Typically there's an accompanying message that management understand
that it might be twice as slow.

On every single occasion, the surprising outcome is that the new
version, built with a higher level "slower" toolset, outperformed the
"stable, optimized, tuned" version, typically by a factor of 3 or
more. So I'd be a fool to continue being surprised by this. I'm not
saying that I'm a better programmer than anyone. I am saying that the
amount of wasted resources in most deployed systems is much, much
higher than people realize, for a whole set of reasons.

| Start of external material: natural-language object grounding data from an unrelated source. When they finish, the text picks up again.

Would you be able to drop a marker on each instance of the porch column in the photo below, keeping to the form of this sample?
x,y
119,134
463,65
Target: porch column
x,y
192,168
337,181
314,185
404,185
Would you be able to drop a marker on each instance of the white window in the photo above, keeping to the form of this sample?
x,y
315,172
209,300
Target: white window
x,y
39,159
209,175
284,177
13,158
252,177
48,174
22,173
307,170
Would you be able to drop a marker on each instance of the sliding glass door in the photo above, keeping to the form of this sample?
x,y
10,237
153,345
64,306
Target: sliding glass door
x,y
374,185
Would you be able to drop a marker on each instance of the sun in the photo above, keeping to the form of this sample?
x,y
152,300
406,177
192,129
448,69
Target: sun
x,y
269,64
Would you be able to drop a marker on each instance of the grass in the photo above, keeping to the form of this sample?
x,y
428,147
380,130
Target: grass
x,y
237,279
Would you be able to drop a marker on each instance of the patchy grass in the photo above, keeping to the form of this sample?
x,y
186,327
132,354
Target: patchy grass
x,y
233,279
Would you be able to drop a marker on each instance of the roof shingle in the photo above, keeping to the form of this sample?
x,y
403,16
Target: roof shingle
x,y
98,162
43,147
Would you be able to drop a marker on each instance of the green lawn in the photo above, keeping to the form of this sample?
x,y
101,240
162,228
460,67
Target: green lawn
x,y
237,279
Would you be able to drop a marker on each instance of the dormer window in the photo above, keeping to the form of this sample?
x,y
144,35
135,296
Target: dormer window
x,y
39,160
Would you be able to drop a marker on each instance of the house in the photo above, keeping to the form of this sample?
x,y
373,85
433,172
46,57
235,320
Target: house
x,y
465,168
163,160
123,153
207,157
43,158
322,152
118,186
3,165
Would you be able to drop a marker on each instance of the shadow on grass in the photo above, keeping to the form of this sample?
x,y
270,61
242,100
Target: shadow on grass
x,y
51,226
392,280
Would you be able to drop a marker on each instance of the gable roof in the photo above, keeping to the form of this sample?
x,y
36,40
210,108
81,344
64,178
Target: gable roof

Thanks for initiating such an interesting conversation, and for
persisting with it.

Peter Booth.
 
B

Ben Christensen

Peter,

Taking your experiences one step further, wouldn't it stand to reason
that if a system is being "rebuilt" with all of the lessons learned, but
with the mature "faster performance" language, that it could achieve
higher performance than being rebuilt in a new, less mature, "slower
performance" language?

Your well-founded arguments suggest that many (if not the majority of)
performance issues are in poor design and implementation - not the
language itself. I agree that this is often the case - I find and fix
many of them in the systems I profile. A recent example was an issue
causing 2 orders of magnitude in performance degradation because of
absolutely horrible design - nothing to do with any type of language,
platform or infrastructure.

But if a system is being built by a team capable of achieving the
performance gains you claim with a "slower" toolset, if given a "faster"
toolset, would that same team not accomplish an even better performing
end result?

Of course, I'm not suggesting a difference as extreme as Assember and C
- which is such a different paradigm that this comparison is very
difficult to do.

Current languages though are so often variations on a theme - rather
than revolutionary changes in approach. For example, working with Ruby
doesn't leave me feeling like I've just experienced some nirvana -- it
feels like just a different approach to things that may or may not
benefit certain tasks -- but principally is not so different from Java
(or Groovy, Scala, C#, Python etc) as to make me feel something earth
shattering has occurred.

Thus, if a team equally skilled in both Ruby (and its "way" of doing
things) and Java could approach a project and avoid the design pitfalls
that cause most of the performance issues you have stated - then
wouldn't the team accomplish higher performance with Java?

Ben
 
D

David Masover

That being said, I am trying to figure out what the "Ruby way" is -
which so far is far from clear to me. [...]
What example opensource projects can you refer me to which espouse the
"real Ruby" style of doing things?

I can't think of any particularly good examples, mainly because...
unless it's a small team
of very competent people who all believe in the same paradigm and treat
their code as art.

I was part of just such a team. We built a set of semi-formal rules, and an
always-outdated document about coding style. Mostly, though, our coding style
evolved together because we were always in each other's code and over each
other's shoulder.

So, unfortunately, I've developed a very visceral and intuitive sense of what
"real Ruby" should be, what's idiomatic, but I find it difficult to express.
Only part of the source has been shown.